Der Beifall ist umso sicherer, als man den Vorwurf, Ausdruck nationalistischer Ressentiments zu sein, nicht fürchten muss, wenn man gleich auf die ganze Union losgeht. So ist Hans Magnus Enzensberger unlängst in Kopenhagen sicher heftig beklatscht worden. In einer Dankesrede für den x-ten Kulturpreis las er den abwesenden 40000 Brüssler Bürokraten die Leviten. Diesen Angehörigen der »Eurokratie« falle es wie denen »jeder politischen Klasse« natürlich schwer einzusehen, »dass sie nicht unsere Herren, sondern unsere Diener sind. Lieber hält man sich in diesem Milieu nicht nur die Augen, sondern auch beide Ohren zu. Deshalb wäre es vielleicht an der Zeit, eine paneuropäische Spende ins Leben zu rufen. Vierzigtausend Hörgeräte wären eine gute Investition, um unseren schwerhörigen Vormündern in Brüssel, Straßburg und Luxemburg zu helfen und sie aus ihrer selbst verschuldeten Isolation zu befreien.« Schließlich warteten etwa vierhundertfünfundneunzig Millionen von der Bürokratie als Nörgler, gar als Europafeinde verschriene Störenfriede nur darauf, dass man endlich zur Kenntnis nehme, dass sie an dem Einigungswerk einiges auszusetzen hätten, für das sich Brüssel laufend selbst gratuliere. In den wenig originellen Scherz mündet ein Sammelsurium der geläufigsten Stammtischbanalitäten über die EU. Die FAZ druckte den Sermon unter der Überschrift »Wehrt euch gegen die Bananenbürokratie!« mit Begeisterung ab und machte sich den Aufruf durch Verzicht auf Anführungszeichen gleich selbst zu eigen (3.2.10).

 

Das gehobene Ressentiment bedienen

Auf gehobenes Ressentiment setzt auch der Spiegel. Anfang März kam er mit dem Titel Die Eurolüge (10/2010) heraus. In Großbuchstaben natürlich und mit einer Ein-Euro-Münze darunter, deren südlicher Goldrand in den Umrissen der »PIGS«, so der Goldman Sachs zugeschriebene Sammelname für Portugal, Italien, Griechenland und Spanien, dahinschmilzt.
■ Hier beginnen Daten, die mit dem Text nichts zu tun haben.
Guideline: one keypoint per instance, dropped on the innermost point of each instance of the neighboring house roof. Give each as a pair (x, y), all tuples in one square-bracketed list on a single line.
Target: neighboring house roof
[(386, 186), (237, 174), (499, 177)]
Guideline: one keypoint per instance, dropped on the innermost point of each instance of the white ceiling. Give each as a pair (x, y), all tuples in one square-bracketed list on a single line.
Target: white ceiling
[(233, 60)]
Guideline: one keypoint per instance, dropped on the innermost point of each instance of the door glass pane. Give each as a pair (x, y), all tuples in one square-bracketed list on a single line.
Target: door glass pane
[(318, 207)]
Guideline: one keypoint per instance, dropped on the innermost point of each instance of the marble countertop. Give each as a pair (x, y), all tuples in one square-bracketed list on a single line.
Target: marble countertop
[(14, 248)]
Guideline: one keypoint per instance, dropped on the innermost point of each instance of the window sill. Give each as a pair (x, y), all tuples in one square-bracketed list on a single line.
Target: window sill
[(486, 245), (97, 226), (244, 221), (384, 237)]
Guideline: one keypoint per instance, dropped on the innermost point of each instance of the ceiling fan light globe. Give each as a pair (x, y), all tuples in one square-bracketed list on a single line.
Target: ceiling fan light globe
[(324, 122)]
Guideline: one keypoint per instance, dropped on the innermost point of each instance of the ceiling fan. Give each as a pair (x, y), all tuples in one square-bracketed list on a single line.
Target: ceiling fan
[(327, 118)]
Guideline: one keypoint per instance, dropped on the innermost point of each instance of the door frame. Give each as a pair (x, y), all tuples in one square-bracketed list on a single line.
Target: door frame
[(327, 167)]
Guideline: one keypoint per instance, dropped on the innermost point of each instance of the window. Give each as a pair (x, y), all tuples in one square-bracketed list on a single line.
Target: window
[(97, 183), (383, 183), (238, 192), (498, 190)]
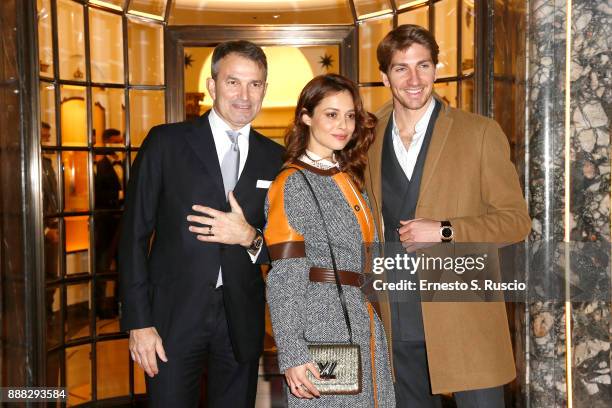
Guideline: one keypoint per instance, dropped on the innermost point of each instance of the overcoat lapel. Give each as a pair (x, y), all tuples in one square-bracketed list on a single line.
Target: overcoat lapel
[(203, 144), (436, 146)]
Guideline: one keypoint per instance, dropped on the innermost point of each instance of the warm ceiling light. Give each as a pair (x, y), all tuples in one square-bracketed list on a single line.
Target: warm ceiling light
[(374, 14), (105, 4), (412, 4), (145, 15)]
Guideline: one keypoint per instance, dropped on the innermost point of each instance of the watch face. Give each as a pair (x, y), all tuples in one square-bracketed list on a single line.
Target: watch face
[(447, 232)]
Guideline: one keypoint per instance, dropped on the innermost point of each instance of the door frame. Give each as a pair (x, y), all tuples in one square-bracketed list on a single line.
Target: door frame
[(176, 38)]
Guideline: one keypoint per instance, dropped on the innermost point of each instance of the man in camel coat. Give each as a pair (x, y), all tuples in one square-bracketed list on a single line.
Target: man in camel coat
[(437, 174)]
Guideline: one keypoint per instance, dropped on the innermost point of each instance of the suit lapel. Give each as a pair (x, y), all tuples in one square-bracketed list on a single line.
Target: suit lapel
[(438, 140), (249, 170), (203, 144)]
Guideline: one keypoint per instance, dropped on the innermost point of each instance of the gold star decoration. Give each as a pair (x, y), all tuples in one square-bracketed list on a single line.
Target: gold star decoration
[(326, 61), (188, 60)]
Im Inneren heißt es dann im Vorspann zum Artikel: »Der Euro ist unter Beschuss wie nie zuvor, er ist angreifbar geworden, weil sich die Versprechen, auf denen er gegründet wurde, als Lügen erwiesen.« Der Euro stand bekanntlich schon einmal bei 0,80 Dollar und bewegt sich jetzt zwischen 1,30 und 1,40 Dollar, nachdem er kurze Zeit auf 1,52 geschnellt war. Wer sich gelegentlich das eine oder andere amerikanische Buch über die internationale Finanzkrise kauft, kommt immer noch sehr gut weg beim geltenden Wechselkurs.

Dramatisch sind die griechischen Refinanzierungsprobleme. Die Kursentwicklung des Euro ist es nicht. Die deutsche Exportindustrie hätte den Kurs gern noch ein bisschen tiefer. Aus Sicht manches amerikanischen Exporteurs mag der Euro dagegen unterbewertet aussehen. Auf dem Binnenmarkt hält sich die Inflation trotz der geringen Zentralbankzinsen in immer noch engen Grenzen.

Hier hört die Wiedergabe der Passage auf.